In the meantime, I don't know what should I do to not affecting my staying in Australia.

My other option is applying partner visa as my partner is a citizen and we have been together for about four years and living at the same house for 11 months.

What steps do you recommend me to take? Applying for a new course?:noidea:

I know if my student visa cancels any bridging visa related to it will be cancelled as well. So, can I apply for partner visa in this situation? 

Thanks heaps


----------



## girlaussie (Nov 21, 2012)

Just wondering why you didn't consider Partner Visa instead of Skiled visa before? This may not look legitimate to DIBP now. I would suggest you to contact MARA agent and get some advice. 

Thanks, 

Girl Aussie 



Meysam270 said:


> Hello everyone,
> 
> I have a very stressful condition which I hope you guys could help.
> 
> ...


----------



## Meysam270 (Jul 16, 2015)

girlaussie said:


> Just wondering why you didn't consider Partner Visa instead of Skiled visa before?


Thanks for your reply. 
At the time I thought I'm gonna get the the Skilled Visa invitation very soon but since October everything has changed and they reduced the quota to 600 invitation per round. 



girlaussie said:


> This may not look legitimate to DIBP now.


You mean the status of my de facto relationship? Why wouldn't be? 
We've been living together for roughly a year and have all the required evidence.

Cheers


----------



## tonhudung (Nov 6, 2017)

Meysam270 said:


> Hello everyone,
> 
> I have a very stressful condition which I hope you guys could help.
> 
> ...


It seems like you already have the answer for yourself. Not knowing about your situation, I assume you only have 2 choices now, student visa or partner visa?

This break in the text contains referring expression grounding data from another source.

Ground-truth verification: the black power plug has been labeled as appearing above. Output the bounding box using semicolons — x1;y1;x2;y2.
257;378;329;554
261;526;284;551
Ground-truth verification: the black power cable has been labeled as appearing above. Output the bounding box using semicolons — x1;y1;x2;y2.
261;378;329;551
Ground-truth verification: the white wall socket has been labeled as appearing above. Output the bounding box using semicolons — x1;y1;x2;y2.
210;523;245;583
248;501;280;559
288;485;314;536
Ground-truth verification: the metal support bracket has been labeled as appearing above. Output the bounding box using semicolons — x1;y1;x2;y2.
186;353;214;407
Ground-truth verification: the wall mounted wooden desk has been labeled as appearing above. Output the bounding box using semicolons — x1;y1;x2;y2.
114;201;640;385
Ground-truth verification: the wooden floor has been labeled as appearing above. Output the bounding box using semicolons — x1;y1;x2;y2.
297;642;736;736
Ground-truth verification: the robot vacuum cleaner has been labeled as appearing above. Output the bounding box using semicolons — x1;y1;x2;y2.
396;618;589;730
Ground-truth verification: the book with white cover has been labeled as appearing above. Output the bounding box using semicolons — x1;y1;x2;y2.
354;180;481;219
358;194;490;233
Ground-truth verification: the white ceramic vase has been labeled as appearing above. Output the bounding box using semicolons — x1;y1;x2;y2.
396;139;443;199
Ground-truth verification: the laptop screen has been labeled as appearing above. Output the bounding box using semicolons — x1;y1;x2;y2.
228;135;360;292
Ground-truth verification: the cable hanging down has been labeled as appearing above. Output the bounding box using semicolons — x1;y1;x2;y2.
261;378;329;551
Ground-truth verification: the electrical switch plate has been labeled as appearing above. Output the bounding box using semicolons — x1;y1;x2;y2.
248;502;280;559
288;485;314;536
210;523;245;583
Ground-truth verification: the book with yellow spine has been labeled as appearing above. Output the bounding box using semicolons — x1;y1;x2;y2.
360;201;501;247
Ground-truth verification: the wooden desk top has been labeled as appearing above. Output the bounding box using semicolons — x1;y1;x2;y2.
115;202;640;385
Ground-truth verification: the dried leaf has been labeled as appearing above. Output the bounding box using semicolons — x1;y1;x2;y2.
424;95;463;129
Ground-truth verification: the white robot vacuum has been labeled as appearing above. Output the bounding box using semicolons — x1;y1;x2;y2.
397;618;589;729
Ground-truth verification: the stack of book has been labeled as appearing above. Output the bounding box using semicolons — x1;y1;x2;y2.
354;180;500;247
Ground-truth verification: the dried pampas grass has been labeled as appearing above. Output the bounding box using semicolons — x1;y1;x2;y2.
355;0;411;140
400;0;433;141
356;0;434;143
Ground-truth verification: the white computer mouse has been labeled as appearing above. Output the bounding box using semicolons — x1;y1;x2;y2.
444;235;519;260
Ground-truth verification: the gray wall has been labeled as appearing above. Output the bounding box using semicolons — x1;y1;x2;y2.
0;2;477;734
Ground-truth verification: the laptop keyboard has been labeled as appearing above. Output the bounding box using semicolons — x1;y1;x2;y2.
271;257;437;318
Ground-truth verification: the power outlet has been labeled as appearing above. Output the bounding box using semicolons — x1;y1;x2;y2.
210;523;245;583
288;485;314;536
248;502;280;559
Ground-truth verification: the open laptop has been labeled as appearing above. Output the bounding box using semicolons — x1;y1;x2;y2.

Obviously if you can't extend your student visa then you need to go for partner visa, no?


----------



## Meysam270 (Jul 16, 2015)

tonhudung said:


> It seems like you already have the answer for yourself. Not knowing about your situation, I assume you only have 2 choices now, student visa or partner visa?
> 
> Obviously if you can't extend your student visa then you need to go for partner visa, no?


Thank you for your reply. 
Problem is I'm kinda on the verge of exclusion from the university. I've been notified by the university that my study is unsatisfactory, although I have the right to lodge an application for a review. 

I don't know I'm able to keep my current student visa or not. If not, can I apply for other course and in the meantime apply for partner visa?!

Thanks


----------



## tonhudung (Nov 6, 2017)

Meysam270 said:


> Thank you for your reply.
> Problem is I'm kinda on the verge of exclusion from the university. I've been notified by the university that my study is unsatisfactory, although I have the right to lodge an application for a review.
> 
> I don't know I'm able to keep my current student visa or not. If not, can I apply for other course and in the meantime apply for partner visa?!
> ...


The problem is, if I am not mistaken, even if you apply for a partner visa, because your student visa is being cancelled, you will not be granted a bridging visa to stay. 

If you manage to get bridging visa A before the student visa is cancelled, then it will still be cancelled when your student visa is cancelled later on.

You will have to lodge for a bridging visa E and BVE is not automatically granted.


----------



## Meysam270 (Jul 16, 2015)

tonhudung said:


> The problem is, if I am not mistaken, even if you apply for a partner visa, because your student visa is being cancelled, you will not be granted a bridging visa to stay.
> 
> If you manage to get bridging visa A before the student visa is cancelled, then it will still be cancelled when your student visa is cancelled later on.
> 
> You will have to lodge for a bridging visa E and BVE is not automatically granted.


That's absolutely correct and is my main problem and concern. 

Any thoughts and suggest will be appreciated. 

Thanks


----------